I’m surprised to say this. I am ok using Go now. It’s not my style, but I can build almost anything I want to with it, and the tooling around it continues to improve.
About seven months ago, I wrote about all the things I didn’t care for in Go and now I either no longer am so bothered by it, or things have improved.
Go Modules so far is a massive improvement over Dep and Glide for dependency management. It’s easy to set up, performant and eliminates the GOPATH silliness. I no longer have to check-in the vendor directory to speed up builds. Lesson use Go Modules.
I pretty much stopped using channels for everything but shutdown signals, which fits my preferences pretty well. I use mutex and semaphores for my multithreaded code and feel no guilt about it. The strategy of avoiding channels cut out a lot of pain for me, and with the excellent race detector, I feel comfortable writing multithreaded in Go now. The lesson, don’t use channels much.
Lack of generics still sometimes sucks, but I usually implement some crappy casting with dynamic types if I need that. I’ve made my peace by writing more code and am no longer so hung up. Lesson relax.
With the Error handling in Go, I’m still struggling. I thought about using one of the error Wrap() libraries, but an official one is in the draft spec now, so I’ll wait on that. I now tend to have less nesting of functions. As a result, this probably means more extended functions than I like, but my code looks more “normal” now. I am ok with trading off my ideal code; that may not be as ideal as I think it is if it makes my code more widely accepted. Lesson relax more.
I see the main virtue of Go now that it is prevalent in the infrastructure space where I am, and so it’s becoming the common tongue (essentially replacing Python for those sorts of tasks). For this, honestly, it’s about right. It’s easy to rip out command-line tools and deploy binaries for every platform with no runtime install.
The community’s conservative attitude I sort of view as a feature now, in that there isn’t a bunch of different popular options, and there is no arguing over what file format rules to use.
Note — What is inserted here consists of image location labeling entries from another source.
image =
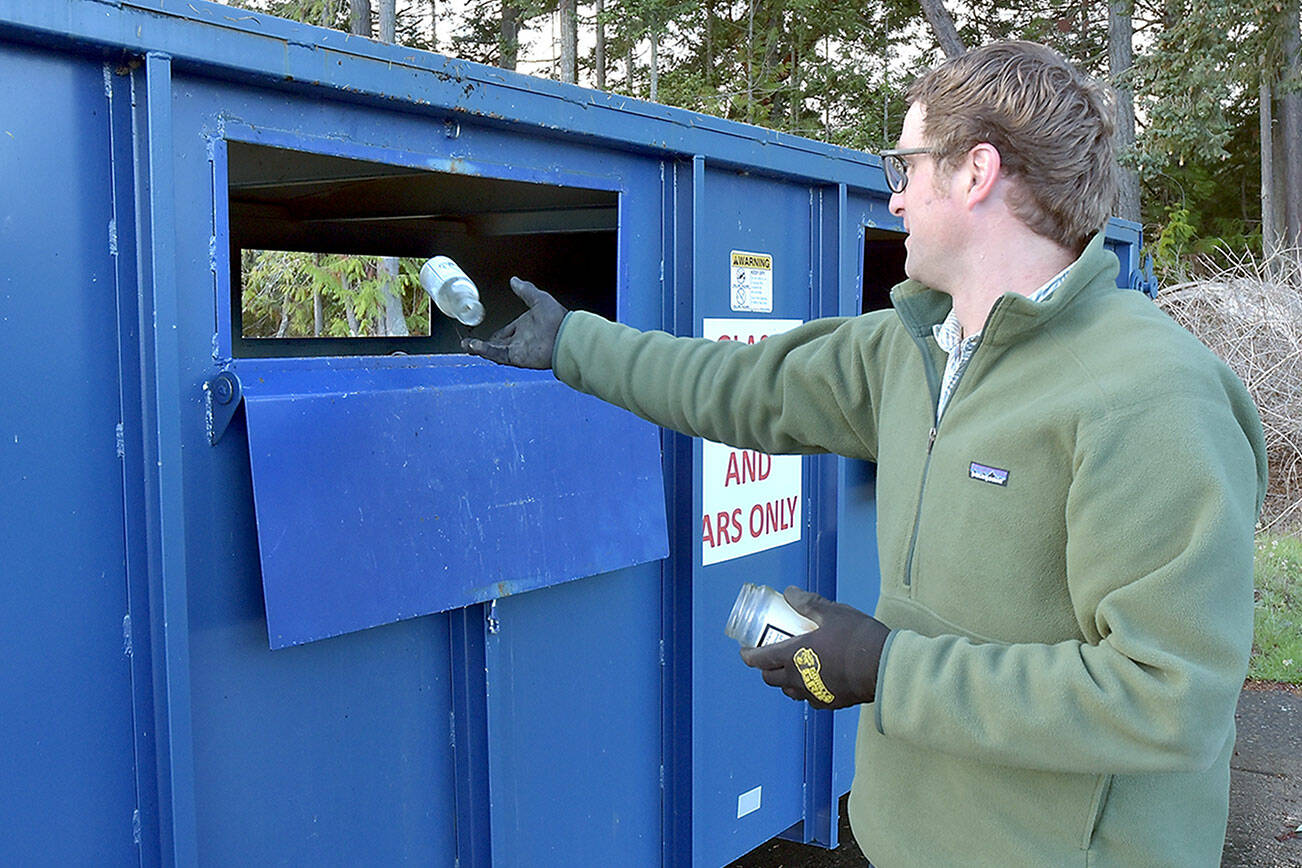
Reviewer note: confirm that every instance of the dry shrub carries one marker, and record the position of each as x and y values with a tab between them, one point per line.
1250	314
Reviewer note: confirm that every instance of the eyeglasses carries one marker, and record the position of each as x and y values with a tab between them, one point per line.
895	167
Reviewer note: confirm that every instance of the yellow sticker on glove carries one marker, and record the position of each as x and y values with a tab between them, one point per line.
807	664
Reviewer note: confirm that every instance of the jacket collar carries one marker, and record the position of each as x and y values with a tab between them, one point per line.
921	307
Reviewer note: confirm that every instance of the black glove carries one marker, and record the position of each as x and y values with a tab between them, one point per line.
833	666
529	340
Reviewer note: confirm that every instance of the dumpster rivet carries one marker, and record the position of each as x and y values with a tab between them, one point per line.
221	388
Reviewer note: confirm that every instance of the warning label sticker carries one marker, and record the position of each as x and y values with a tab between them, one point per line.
772	635
751	284
749	501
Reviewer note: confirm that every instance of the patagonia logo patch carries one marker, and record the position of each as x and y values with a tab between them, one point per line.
986	474
811	673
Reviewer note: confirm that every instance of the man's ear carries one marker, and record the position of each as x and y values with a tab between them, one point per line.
983	172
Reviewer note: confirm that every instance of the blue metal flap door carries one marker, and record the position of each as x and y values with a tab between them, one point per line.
449	486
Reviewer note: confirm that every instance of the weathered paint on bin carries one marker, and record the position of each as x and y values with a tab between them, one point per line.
603	720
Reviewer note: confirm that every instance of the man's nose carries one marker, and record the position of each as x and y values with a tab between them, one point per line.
896	204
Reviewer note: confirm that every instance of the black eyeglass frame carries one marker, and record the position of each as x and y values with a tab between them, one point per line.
895	168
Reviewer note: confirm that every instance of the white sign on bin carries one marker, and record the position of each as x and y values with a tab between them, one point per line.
749	501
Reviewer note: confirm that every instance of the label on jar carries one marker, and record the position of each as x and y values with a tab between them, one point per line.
772	635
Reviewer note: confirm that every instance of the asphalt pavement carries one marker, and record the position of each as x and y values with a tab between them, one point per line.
1264	794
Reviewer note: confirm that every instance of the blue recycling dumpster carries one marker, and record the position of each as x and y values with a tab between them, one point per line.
370	600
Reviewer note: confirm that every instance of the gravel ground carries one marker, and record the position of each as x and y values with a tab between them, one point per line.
1264	800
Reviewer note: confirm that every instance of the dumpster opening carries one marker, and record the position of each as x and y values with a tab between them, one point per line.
883	267
310	229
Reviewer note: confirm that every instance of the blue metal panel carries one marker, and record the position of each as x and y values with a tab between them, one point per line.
461	486
858	578
69	789
336	752
164	409
261	48
745	734
681	208
574	725
123	245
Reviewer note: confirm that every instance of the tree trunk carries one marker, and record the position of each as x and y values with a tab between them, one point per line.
655	64
710	42
569	40
509	44
600	44
750	52
943	25
348	306
395	323
388	20
360	17
1120	59
284	314
1290	126
1270	227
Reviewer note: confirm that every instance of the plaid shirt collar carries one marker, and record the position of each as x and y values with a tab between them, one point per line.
949	333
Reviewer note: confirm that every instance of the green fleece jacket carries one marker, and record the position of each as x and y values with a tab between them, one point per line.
1066	557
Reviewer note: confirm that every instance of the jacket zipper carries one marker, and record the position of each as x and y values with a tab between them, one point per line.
934	385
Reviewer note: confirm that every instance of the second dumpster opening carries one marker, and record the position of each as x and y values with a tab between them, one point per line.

The “one format to rule them all” drove me up the wall initially, but I appreciate how much less time I spend on these things now.
So now I suspect Go will be my “last” programming language. It’s not the one I would have chosen, but where I am in my career, where most of my dev work is automation and tooling, it fits the bill pretty well.
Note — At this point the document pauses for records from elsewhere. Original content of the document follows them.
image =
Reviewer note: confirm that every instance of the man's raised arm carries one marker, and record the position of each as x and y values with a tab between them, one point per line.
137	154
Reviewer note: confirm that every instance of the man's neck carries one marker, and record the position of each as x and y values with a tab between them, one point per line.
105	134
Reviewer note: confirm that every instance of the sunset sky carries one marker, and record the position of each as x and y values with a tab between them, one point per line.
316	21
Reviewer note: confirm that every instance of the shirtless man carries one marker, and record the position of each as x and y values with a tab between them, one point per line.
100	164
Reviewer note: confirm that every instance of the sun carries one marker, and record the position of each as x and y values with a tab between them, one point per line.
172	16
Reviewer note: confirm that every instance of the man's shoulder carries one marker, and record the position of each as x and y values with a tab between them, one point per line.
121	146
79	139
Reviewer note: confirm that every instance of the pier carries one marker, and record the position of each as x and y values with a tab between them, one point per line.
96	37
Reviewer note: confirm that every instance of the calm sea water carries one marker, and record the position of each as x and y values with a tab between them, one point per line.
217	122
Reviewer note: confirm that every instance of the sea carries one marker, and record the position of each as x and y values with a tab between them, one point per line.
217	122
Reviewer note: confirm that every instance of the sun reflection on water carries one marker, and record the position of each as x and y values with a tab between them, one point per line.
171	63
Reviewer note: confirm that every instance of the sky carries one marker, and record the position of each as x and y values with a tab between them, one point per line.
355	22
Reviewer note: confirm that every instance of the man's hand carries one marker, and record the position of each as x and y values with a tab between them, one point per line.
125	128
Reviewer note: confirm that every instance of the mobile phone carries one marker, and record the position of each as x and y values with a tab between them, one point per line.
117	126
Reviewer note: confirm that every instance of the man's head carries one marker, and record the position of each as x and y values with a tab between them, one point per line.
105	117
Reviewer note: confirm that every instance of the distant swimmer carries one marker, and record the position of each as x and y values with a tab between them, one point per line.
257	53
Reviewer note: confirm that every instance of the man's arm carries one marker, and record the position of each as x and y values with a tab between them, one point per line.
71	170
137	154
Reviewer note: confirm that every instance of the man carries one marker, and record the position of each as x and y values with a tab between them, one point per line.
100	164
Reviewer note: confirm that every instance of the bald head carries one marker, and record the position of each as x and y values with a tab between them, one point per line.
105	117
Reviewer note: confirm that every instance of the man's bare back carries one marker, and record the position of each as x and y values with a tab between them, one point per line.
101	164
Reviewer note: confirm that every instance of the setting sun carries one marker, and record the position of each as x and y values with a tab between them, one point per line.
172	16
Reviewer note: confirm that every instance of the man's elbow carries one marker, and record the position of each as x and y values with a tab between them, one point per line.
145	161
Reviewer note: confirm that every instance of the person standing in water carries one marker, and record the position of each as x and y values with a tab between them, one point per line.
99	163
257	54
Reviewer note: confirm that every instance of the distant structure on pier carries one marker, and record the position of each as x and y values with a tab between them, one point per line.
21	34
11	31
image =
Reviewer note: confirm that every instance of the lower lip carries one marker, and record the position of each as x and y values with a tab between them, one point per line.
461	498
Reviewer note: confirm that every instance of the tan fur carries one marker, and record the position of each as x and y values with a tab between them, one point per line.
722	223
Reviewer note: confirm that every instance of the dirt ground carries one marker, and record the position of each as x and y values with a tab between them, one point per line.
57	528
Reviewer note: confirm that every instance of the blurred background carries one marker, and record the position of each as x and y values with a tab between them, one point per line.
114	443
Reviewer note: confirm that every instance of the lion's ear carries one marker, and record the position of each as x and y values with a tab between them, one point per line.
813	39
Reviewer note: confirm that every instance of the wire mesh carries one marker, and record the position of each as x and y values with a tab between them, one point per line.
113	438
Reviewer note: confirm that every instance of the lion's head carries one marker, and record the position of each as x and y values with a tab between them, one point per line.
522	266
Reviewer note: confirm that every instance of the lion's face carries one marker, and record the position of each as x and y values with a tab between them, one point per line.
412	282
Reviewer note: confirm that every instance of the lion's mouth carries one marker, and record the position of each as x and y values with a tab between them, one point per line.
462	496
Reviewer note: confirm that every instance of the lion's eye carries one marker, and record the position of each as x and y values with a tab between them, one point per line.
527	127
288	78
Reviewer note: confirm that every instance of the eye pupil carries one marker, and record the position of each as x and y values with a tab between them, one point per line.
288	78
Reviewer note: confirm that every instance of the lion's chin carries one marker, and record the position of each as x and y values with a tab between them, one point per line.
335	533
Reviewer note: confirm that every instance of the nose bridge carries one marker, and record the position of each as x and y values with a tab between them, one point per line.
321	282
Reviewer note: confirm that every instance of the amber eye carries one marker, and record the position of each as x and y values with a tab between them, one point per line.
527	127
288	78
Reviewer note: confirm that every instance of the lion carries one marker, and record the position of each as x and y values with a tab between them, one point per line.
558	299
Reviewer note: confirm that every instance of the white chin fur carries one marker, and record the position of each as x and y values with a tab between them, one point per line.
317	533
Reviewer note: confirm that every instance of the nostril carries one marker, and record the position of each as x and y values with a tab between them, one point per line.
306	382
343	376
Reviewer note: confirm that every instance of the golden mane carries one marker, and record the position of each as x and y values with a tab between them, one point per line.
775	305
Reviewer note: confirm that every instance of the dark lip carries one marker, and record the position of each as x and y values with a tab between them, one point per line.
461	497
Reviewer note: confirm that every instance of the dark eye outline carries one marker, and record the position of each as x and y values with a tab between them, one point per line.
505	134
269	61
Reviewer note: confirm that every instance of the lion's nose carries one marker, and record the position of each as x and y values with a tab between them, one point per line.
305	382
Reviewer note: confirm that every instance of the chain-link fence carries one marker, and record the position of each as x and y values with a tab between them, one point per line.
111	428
Also equally important, most people working with me didn’t have full-time careers as developers or spend their time reading “Domain Driven Design” (fantastic book). Therefore, adding in a bunch of nuanced stuff that maybe technically optimal for some situations, which also assumes the reader grasps all of the said nuances, isn’t a good tradeoff for anyone.
So I think I get it now. I’ll never be a cheerleader for the language, but it solves my problems well enough.